Quando buscar ajuda profissional
O luto é uma resposta humana à perda e não tem um prazo igual para todos. Não se deve transformar automaticamente a tristeza em doença. Ainda assim, procure o pediatra ou um profissional de saúde mental quando o sofrimento estiver intenso, persistente ou comprometendo de modo importante a vida cotidiana.
Sinais que merecem avaliação incluem:
- isolamento marcante ou perda contínua de interesse pelas atividades habituais;
- culpa intensa, vergonha ou crença persistente de ter causado a morte;
- mudanças importantes e duradouras no sono, apetite, comportamento ou rendimento escolar;
- agressividade, regressões ou queixas físicas que prejudicam o dia a dia;
- uso de álcool ou outras substâncias por adolescentes;
- falas de desesperança, desejo de morrer, automutilação ou qualquer comportamento autodestrutivo.

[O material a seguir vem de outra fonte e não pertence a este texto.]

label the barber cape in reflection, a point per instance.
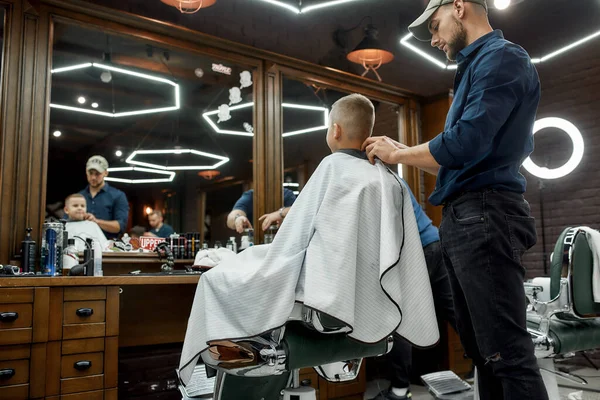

A SBP recomenda atenção quando sofrimento e isolamento impedem o retorno às atividades. O Ministério da Saúde também destaca culpa, afastamento das relações e comportamentos autodestrutivos como sinais que exigem cuidado.
Se houver risco imediato, tentativa de suicídio ou ameaça à segurança, não deixe a criança ou o adolescente sozinho. Procure um serviço de urgência ou acione o SAMU pelo número 192. O atendimento em crise deve ser imediato.
Presença importa mais do que respostas perfeitas
A criança não precisa de um adulto que saiba explicar todos os mistérios da morte. Precisa de alguém que diga a verdade com cuidado, suporte perguntas, reconheça a saudade e permaneça por perto. Conversas podem acontecer aos poucos e voltar em diferentes fases do desenvolvimento.
Este conteúdo oferece orientação geral e não substitui avaliação individual. Diante de dúvidas sobre as reações da criança, converse com o pediatra.